At present, various “tricks”, based on possibly dubious assumptions, are used to
determine the unshifted (zero velocity) position of the airglow 630 nm line. For example,
observations of the nightglow red line when the FPI is looking vertically are sometimes
averaged over the night and taken as the unshifted (zero velocity) position. Since,
diurnally, there can be a predominantly downward flow for half of the day and upward
for the remainder, this so-called “zero” value may well be in error.
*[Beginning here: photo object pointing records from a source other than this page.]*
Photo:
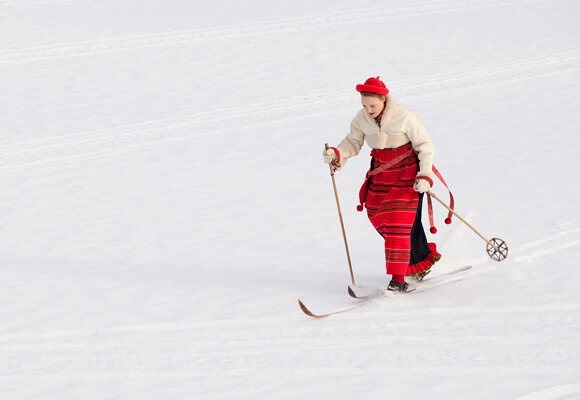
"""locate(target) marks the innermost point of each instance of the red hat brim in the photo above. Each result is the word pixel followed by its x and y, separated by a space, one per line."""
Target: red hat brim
pixel 372 89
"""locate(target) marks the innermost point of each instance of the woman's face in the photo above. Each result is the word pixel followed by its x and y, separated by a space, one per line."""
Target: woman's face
pixel 373 105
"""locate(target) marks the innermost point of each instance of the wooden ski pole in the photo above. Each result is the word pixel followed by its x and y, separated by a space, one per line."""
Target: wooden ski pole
pixel 340 218
pixel 496 247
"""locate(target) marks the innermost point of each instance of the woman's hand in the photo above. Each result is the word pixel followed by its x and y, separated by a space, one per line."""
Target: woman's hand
pixel 422 183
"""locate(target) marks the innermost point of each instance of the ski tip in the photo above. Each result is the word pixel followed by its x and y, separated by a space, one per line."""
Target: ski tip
pixel 306 311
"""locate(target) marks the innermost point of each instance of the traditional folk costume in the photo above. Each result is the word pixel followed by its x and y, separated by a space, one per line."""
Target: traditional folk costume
pixel 402 154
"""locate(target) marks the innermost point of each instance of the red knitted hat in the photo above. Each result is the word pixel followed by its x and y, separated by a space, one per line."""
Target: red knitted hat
pixel 373 85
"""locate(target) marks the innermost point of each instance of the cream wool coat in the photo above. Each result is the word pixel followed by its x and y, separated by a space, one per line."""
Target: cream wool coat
pixel 399 126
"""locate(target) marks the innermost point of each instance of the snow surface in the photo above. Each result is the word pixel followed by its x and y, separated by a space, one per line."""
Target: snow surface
pixel 164 203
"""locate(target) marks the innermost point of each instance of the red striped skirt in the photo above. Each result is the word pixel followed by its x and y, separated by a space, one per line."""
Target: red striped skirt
pixel 394 209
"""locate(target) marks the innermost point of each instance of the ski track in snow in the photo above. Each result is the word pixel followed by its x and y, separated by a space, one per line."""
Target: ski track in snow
pixel 262 28
pixel 80 146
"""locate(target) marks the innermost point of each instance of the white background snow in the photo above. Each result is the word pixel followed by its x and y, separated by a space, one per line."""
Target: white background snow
pixel 164 203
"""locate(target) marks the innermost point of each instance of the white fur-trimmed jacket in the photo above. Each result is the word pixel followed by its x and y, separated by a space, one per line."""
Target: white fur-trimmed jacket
pixel 398 127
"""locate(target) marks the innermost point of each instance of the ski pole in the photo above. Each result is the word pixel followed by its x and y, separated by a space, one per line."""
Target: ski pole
pixel 496 248
pixel 340 218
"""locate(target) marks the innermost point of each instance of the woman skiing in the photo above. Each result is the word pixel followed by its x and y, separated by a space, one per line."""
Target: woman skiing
pixel 400 172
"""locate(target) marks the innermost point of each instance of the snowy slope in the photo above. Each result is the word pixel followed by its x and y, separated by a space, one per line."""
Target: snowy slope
pixel 164 202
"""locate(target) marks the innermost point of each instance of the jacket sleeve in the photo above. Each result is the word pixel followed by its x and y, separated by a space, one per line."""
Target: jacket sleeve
pixel 422 144
pixel 352 143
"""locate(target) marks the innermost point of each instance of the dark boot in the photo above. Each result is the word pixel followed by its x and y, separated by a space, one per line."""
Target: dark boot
pixel 398 286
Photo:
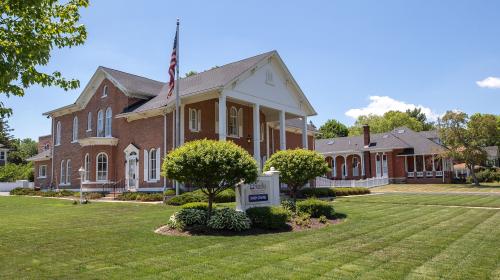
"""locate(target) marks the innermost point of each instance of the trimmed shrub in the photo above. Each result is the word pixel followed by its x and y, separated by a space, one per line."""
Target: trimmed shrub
pixel 350 191
pixel 268 217
pixel 196 205
pixel 23 191
pixel 229 219
pixel 289 205
pixel 316 192
pixel 315 208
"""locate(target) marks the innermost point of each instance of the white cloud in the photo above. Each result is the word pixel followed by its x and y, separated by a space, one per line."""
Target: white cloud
pixel 381 104
pixel 490 82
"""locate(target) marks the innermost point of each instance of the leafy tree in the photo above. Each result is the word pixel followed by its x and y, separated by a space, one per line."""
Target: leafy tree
pixel 191 73
pixel 214 166
pixel 297 167
pixel 22 149
pixel 29 30
pixel 332 129
pixel 420 116
pixel 466 138
pixel 385 123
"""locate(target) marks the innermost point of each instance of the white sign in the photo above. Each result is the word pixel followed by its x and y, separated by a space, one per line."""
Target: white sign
pixel 264 192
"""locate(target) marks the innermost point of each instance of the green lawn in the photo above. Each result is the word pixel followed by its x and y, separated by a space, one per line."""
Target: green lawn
pixel 451 188
pixel 383 237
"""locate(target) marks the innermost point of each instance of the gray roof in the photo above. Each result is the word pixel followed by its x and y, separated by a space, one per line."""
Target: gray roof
pixel 204 81
pixel 400 138
pixel 135 84
pixel 45 155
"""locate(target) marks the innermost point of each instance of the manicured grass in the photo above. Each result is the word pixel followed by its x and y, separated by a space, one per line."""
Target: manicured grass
pixel 380 239
pixel 467 188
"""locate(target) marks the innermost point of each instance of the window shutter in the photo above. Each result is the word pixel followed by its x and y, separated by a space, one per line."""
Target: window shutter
pixel 216 117
pixel 158 159
pixel 199 120
pixel 240 122
pixel 146 163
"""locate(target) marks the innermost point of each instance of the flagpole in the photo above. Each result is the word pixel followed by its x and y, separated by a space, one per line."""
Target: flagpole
pixel 177 102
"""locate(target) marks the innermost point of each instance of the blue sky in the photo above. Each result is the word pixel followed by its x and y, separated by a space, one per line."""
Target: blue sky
pixel 349 57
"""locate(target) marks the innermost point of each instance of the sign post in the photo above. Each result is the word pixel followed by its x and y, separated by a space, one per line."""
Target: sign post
pixel 264 192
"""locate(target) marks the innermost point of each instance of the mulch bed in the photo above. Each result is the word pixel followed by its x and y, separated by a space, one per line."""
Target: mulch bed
pixel 291 227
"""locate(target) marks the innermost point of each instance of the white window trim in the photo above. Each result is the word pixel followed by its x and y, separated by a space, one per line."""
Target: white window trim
pixel 39 169
pixel 97 168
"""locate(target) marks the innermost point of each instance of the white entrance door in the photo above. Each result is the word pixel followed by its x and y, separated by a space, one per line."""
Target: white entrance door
pixel 132 171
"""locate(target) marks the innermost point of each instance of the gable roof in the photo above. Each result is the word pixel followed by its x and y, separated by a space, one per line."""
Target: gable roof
pixel 215 78
pixel 399 138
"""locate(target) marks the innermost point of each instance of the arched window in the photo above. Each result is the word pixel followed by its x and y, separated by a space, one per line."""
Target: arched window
pixel 108 122
pixel 86 175
pixel 100 124
pixel 75 129
pixel 105 91
pixel 152 164
pixel 58 133
pixel 63 173
pixel 89 121
pixel 68 171
pixel 102 167
pixel 233 122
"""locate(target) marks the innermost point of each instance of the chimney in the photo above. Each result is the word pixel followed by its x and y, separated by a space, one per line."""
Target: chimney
pixel 366 134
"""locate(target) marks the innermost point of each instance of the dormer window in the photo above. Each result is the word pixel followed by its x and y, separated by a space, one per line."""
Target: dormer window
pixel 269 78
pixel 104 92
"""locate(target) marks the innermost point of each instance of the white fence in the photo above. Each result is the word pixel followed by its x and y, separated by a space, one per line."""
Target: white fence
pixel 8 186
pixel 322 182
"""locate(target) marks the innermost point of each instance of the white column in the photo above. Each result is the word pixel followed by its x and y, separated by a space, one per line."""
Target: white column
pixel 182 124
pixel 222 117
pixel 282 131
pixel 256 134
pixel 267 140
pixel 304 132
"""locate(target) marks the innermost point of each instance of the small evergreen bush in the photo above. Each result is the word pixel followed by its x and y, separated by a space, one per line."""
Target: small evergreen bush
pixel 315 208
pixel 229 219
pixel 268 217
pixel 196 205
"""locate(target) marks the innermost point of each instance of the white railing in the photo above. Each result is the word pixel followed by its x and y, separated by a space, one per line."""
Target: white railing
pixel 322 182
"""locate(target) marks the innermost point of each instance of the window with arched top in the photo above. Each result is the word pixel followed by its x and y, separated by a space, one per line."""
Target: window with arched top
pixel 68 172
pixel 58 133
pixel 89 121
pixel 75 129
pixel 100 124
pixel 102 167
pixel 109 120
pixel 86 166
pixel 105 91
Alternatively, in horizontal wind determinations from observations at ~600 zenith
along the 4 cardinal directions, the shifts from all directions, N, S, E, W, are sometimes
averaged together, e.g., N–S, E-W, to provide the “zero” value. The implicit assumption
here is that there are no appreciable gradients in the horizontal winds over the ~ 1000 km
diameter field-of-view of the observations, while, in practice, N-S and/or E-W gradients
are sometimes observed. Thus, while these assumptions are perhaps sufficiently accurate
for horizontal wind determinations, where velocities are often >~100 m/s, they are
suspect when dealing with vertical winds in the <~10 m/s range.
II. The Problem
As noted, FPI determinations of the Doppler shifts in the forbidden OI 630.0 nm
red line (F-region) or 557.7 nm green line (E-region) are complicated by the difficulty in
accurately determining the unshifted (zero-velocity) positions of the lines. The long
radiative lifetimes of the transitions (~100 s and ~1 s, respectively) have thwarted
attempts to develop laboratory sources of these lines to act as zero velocity references
suitable for FPI calibration purposes. As one step toward the solution to this problem, we
have developed an ultrahigh-frequency-excited afterglow source of the forbidden oxygen
2
lines [Biondi 2002].
This source produces spectral lines sufficiently free of
contaminating background for use in interferometric calibrations.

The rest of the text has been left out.